Serge Ibaka, who was sensational in his own right with 15 points and 10 rebounds, said he summoned Westbrook before the game and told his point guard to be aggressive.
“Everybody knows he can make pullup shots,” Ibaka said. “So I wanted him to try to drive the basketball.”
Durant in recent days also has attempted to drill it home to Westbrook that his preferred pullup jumper isn’t always the best shot. Westbrook has responded by passing on that shot more frequently. Only one of his makes, for instance, came on that type of shot.
But ever since he made 11 of 22 shots at Houston on Dec. 29 — the first time since Dec. 4 that he’s finished at least 50 percent from the field — Westbrook has been on a tear.
In the past four games, Westbrook is averaging 26.3 points on 52.7 percent shooting. He’s made eight of 13 3-pointers (61.5 percent) over that same span.
In the first 28 games, Westbrook averaged 21.2 points on 39.9 percent shooting and connected on just 33.9 percent of his 3-point tries.
“I’ve just been trying to take my time,” Westbrook reluctantly explained after shaking his head at the second question about his offensive surge. “That’s it.”
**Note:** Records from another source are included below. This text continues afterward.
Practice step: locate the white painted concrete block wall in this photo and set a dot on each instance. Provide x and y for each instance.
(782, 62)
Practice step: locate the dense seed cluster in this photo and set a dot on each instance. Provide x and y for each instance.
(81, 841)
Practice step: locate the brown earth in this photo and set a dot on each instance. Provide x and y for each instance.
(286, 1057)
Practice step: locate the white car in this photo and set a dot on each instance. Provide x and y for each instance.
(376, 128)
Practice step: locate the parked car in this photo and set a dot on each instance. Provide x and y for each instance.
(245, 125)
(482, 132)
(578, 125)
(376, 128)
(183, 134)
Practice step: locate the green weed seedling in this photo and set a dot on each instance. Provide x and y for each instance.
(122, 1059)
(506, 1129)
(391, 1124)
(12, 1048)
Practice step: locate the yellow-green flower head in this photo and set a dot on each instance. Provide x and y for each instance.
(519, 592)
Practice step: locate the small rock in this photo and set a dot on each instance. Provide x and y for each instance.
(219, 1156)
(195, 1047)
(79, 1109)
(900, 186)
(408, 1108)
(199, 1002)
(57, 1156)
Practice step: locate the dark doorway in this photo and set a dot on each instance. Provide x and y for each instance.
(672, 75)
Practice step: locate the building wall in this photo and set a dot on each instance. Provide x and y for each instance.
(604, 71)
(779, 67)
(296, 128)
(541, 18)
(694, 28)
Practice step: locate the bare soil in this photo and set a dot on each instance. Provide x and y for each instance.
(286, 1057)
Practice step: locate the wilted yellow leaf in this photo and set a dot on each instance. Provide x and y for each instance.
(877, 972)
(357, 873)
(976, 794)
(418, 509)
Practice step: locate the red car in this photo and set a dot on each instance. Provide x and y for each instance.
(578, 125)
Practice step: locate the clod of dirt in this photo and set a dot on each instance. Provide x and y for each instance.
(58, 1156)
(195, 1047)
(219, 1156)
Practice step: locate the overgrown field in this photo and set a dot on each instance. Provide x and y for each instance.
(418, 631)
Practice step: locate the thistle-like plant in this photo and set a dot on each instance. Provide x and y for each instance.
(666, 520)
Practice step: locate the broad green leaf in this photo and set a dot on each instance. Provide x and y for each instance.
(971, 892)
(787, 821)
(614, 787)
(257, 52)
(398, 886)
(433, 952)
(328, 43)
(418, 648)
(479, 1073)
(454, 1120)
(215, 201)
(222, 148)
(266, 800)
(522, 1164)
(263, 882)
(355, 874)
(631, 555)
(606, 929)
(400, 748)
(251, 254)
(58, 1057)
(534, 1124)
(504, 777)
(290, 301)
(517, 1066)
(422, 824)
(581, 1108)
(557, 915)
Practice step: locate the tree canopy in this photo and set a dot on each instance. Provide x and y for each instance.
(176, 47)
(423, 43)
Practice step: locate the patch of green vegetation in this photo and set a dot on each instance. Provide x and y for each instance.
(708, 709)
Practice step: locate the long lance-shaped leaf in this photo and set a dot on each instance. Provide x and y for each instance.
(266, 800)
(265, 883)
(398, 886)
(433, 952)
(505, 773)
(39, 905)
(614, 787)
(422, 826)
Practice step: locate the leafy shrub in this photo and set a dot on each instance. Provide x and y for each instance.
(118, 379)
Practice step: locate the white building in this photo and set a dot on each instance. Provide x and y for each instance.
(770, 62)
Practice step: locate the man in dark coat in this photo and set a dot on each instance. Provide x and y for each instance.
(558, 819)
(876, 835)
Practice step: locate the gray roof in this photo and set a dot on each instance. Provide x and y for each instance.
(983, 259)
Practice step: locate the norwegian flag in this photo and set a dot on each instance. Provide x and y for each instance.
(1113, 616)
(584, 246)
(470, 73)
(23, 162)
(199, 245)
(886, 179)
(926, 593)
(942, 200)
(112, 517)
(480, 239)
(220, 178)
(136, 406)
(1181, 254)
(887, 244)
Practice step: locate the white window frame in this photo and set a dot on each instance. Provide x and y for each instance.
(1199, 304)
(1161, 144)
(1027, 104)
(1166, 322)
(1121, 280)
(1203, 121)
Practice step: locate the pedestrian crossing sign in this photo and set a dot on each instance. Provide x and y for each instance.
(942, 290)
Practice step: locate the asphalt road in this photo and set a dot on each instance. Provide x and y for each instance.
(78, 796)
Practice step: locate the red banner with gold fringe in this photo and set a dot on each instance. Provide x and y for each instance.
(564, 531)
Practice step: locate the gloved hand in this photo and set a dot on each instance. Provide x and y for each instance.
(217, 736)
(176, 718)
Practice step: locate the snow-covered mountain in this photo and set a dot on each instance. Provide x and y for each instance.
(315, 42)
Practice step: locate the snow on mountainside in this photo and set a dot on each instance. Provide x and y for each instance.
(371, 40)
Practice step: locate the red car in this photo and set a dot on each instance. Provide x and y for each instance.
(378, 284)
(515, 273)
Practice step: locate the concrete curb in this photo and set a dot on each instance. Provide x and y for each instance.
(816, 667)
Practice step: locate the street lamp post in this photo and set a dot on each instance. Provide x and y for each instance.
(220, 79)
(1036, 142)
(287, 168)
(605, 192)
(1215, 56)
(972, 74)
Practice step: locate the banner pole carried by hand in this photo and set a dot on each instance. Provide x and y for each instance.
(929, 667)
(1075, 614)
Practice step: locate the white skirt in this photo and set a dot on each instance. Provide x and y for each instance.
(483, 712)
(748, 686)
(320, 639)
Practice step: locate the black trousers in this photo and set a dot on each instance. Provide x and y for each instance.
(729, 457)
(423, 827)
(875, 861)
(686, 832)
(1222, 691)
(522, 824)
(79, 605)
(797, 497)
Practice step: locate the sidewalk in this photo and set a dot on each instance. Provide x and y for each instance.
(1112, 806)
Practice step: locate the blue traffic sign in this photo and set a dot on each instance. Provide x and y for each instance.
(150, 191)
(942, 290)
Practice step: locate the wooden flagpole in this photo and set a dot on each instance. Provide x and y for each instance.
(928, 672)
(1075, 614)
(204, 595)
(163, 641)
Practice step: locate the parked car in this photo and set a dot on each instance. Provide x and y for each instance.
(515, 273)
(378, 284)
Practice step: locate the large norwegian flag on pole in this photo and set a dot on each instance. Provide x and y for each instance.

What makes Westbrook’s rising shooting percentages so significant is it’s the last thing that was missing from his offensive arsenal. Before Friday’s game Westbrook, despite his shooting struggles, was averaging 21.7 points while dishing a career-high 8.7 assists.
Now think about how much more lethal the Thunder can be if Westbrook continues to click.
“Hopefully it is turning the corner,” said Thunder coach Scott Brooks. “I know it’s definitely in the direction that we like it.”
Keep it up and there might not be much anybody can do to slow the Thunder.
“He’s taking good shots and he’s getting everybody involved,” Durant said. “That’s what’s making this car roll.”